This vignette shows the updated version 3 of the package, now available on CRAN
In this vignette, the utility of the package is illustrated by showing how it can be used to study a corpus consisting of every State of the Union Address made by a United States president through 2016. It highlights some of the major benefits of the tidy datamodel as it applies to the study of textual data, though by no means attempts to give an exhaustive coverage of all the available tables and approaches. The examples make heavy use of the table verbs provided by dplyr, the piping notation of magrittr and ggplot2 graphics. These are used because they best illustrate the advantages of the tidy data model that has been built in cleanNLP for representing corpus annotations.
We start by running the spacy annotation engine over the input dataset. We start by initilizing the spacy backend:
Now, prepare the dataset by putting the text into a column of the metadata table:
Then, extract annotations from the dataset:
When running the code above on your own, you will see a progress message every time a nex set of 10 documents are processed.
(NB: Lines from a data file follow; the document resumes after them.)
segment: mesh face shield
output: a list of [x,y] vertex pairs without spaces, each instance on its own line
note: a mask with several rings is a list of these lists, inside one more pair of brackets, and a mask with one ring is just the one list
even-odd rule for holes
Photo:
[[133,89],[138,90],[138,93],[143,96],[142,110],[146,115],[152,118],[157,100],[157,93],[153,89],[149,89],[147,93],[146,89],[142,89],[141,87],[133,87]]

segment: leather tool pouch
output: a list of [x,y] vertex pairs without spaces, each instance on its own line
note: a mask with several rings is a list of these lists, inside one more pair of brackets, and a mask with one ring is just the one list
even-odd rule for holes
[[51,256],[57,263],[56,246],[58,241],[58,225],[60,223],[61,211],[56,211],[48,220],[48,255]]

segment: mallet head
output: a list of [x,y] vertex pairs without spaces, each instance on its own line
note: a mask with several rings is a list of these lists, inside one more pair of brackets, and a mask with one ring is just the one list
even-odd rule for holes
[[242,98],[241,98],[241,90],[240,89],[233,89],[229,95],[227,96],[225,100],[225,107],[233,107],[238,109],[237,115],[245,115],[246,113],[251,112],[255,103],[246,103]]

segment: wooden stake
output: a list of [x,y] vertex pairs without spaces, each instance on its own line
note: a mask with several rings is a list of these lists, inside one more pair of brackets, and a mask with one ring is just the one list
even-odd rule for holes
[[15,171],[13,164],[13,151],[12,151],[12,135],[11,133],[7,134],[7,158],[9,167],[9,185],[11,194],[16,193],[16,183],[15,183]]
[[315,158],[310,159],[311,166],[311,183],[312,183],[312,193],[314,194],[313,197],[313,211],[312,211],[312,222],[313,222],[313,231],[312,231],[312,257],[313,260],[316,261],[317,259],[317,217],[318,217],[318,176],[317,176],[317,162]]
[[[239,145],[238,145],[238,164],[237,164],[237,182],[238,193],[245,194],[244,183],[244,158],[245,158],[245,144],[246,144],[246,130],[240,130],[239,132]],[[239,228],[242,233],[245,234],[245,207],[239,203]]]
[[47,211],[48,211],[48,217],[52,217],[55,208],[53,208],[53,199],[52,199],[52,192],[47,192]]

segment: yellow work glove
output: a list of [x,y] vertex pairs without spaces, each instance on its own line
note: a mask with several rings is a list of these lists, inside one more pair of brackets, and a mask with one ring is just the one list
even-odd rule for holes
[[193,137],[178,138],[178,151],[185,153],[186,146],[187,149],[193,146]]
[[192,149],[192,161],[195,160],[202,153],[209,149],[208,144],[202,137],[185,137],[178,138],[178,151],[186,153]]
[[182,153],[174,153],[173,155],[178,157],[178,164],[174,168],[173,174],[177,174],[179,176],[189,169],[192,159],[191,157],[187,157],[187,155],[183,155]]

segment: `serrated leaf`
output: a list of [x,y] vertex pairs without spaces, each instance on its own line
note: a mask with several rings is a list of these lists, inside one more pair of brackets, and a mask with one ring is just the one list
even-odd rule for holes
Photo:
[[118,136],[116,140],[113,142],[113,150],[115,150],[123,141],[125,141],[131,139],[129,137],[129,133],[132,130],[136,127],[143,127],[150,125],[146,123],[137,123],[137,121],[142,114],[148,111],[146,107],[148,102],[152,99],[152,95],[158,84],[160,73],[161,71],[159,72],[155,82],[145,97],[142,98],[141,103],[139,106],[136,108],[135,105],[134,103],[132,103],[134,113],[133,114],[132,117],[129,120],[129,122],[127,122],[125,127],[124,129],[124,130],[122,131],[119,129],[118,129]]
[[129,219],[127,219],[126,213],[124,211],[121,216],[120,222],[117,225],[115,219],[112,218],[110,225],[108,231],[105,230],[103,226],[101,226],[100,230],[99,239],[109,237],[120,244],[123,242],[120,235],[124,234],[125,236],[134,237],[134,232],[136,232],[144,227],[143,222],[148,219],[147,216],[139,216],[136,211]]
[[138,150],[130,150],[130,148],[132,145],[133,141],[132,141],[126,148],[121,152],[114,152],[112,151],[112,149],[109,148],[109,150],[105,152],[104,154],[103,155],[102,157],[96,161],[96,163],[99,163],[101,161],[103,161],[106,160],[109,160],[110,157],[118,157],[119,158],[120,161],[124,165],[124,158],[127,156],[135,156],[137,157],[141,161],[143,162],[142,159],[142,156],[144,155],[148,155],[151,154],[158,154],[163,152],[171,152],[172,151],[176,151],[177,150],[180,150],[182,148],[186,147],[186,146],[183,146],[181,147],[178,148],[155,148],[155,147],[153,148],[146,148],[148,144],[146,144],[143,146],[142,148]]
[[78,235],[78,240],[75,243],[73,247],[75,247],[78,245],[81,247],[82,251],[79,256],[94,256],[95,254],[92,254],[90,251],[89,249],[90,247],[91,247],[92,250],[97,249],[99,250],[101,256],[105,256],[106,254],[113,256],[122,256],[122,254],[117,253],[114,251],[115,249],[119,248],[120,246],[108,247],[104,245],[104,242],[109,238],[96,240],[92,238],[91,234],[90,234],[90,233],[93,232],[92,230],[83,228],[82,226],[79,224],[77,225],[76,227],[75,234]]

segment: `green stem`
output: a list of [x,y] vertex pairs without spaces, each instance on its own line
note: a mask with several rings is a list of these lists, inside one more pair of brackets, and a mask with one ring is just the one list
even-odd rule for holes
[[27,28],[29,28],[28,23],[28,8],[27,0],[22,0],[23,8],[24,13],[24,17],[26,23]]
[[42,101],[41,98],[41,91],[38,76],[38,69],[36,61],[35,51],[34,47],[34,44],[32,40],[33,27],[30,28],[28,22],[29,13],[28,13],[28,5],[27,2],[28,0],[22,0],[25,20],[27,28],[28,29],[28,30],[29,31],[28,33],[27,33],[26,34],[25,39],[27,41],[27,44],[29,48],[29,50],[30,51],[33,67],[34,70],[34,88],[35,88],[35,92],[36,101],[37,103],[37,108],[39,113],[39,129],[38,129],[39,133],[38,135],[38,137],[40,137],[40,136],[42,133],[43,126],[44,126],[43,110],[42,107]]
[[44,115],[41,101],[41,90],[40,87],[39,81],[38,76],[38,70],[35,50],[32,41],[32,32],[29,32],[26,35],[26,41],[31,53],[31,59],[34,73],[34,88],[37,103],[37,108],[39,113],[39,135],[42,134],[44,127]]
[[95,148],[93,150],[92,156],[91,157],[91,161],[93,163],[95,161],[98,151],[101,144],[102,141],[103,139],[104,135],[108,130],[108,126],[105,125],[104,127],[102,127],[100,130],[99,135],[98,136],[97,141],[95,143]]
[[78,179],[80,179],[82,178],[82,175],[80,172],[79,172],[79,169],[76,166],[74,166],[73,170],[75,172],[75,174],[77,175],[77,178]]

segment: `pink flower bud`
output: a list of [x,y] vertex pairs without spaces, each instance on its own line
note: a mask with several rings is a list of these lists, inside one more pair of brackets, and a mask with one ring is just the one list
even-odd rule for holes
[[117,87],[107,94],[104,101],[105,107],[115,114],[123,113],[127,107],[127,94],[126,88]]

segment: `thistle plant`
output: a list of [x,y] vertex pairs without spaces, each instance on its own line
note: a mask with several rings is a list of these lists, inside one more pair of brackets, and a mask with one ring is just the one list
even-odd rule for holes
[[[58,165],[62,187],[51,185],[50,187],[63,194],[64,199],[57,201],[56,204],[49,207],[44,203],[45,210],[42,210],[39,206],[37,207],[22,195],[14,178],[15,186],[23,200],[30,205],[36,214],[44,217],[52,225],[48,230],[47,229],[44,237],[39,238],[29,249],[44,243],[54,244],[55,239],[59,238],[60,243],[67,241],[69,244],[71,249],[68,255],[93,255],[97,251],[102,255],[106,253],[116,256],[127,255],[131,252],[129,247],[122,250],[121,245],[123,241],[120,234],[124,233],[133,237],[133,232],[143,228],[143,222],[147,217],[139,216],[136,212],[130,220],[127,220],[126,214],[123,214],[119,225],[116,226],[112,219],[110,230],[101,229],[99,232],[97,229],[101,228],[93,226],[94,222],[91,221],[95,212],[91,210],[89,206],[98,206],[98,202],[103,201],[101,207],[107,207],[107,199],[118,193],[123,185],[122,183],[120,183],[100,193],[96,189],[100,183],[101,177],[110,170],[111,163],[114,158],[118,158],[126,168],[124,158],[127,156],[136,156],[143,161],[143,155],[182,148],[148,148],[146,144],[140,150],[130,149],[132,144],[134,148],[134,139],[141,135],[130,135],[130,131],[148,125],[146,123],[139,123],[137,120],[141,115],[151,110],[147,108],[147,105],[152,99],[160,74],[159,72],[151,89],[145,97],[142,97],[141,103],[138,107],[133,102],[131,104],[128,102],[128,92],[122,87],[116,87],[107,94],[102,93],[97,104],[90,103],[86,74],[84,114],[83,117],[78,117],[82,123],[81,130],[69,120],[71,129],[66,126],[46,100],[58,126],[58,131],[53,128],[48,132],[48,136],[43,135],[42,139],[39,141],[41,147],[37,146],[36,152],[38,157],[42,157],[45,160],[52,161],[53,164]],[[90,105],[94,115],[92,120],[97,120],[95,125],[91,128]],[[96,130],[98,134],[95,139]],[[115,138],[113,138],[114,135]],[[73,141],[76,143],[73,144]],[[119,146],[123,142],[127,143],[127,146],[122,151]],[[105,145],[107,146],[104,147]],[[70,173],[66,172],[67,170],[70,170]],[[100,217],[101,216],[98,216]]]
Simple summary statistics are easily computed from the table of tokens. To see the distribution of sentence length, the token table is grouped by the document and sentence id and the number of rows within each group are computed. The percentiles of these counts give a quick summary of the distribution.
anno$token %>%
group_by(doc_id, sid) %>%
summarize(sent_len = n()) %$%
quantile(sent_len, seq(0,1,0.1))
0% 10% 20% 30% 40% 50% 60% 70% 80% 90% 100%
1 9 14 18 22 26 30 35 42 55 398
The median sentence has 26 tokens, whereas at least one has over 600 (this is due to a bulleted list in one of the written addresses being treated as a single sentence) To see the most frequently used nouns in the dataset, the token table is filtered on the universal part of speech field, grouped by lemma, and the number of rows in each group are once again calculated. Sorting the output and selecting the top 42 nouns, yields a high level summary of the topics of interest within this corpus.
anno$token %>%
filter(upos == "NOUN") %>%
group_by(lemma) %>%
summarize(count = n()) %>%
top_n(n = 42, count) %>%
arrange(desc(count)) %>%
use_series(lemma)
[1] "year" "country" "people" "law"
[5] "nation" "time" "government" "power"
[9] "interest" "world" "war" "citizen"
[13] "service" "part" "duty" "system"
[17] "peace" "right" "state" "man"
[21] "program" "policy" "work" "condition"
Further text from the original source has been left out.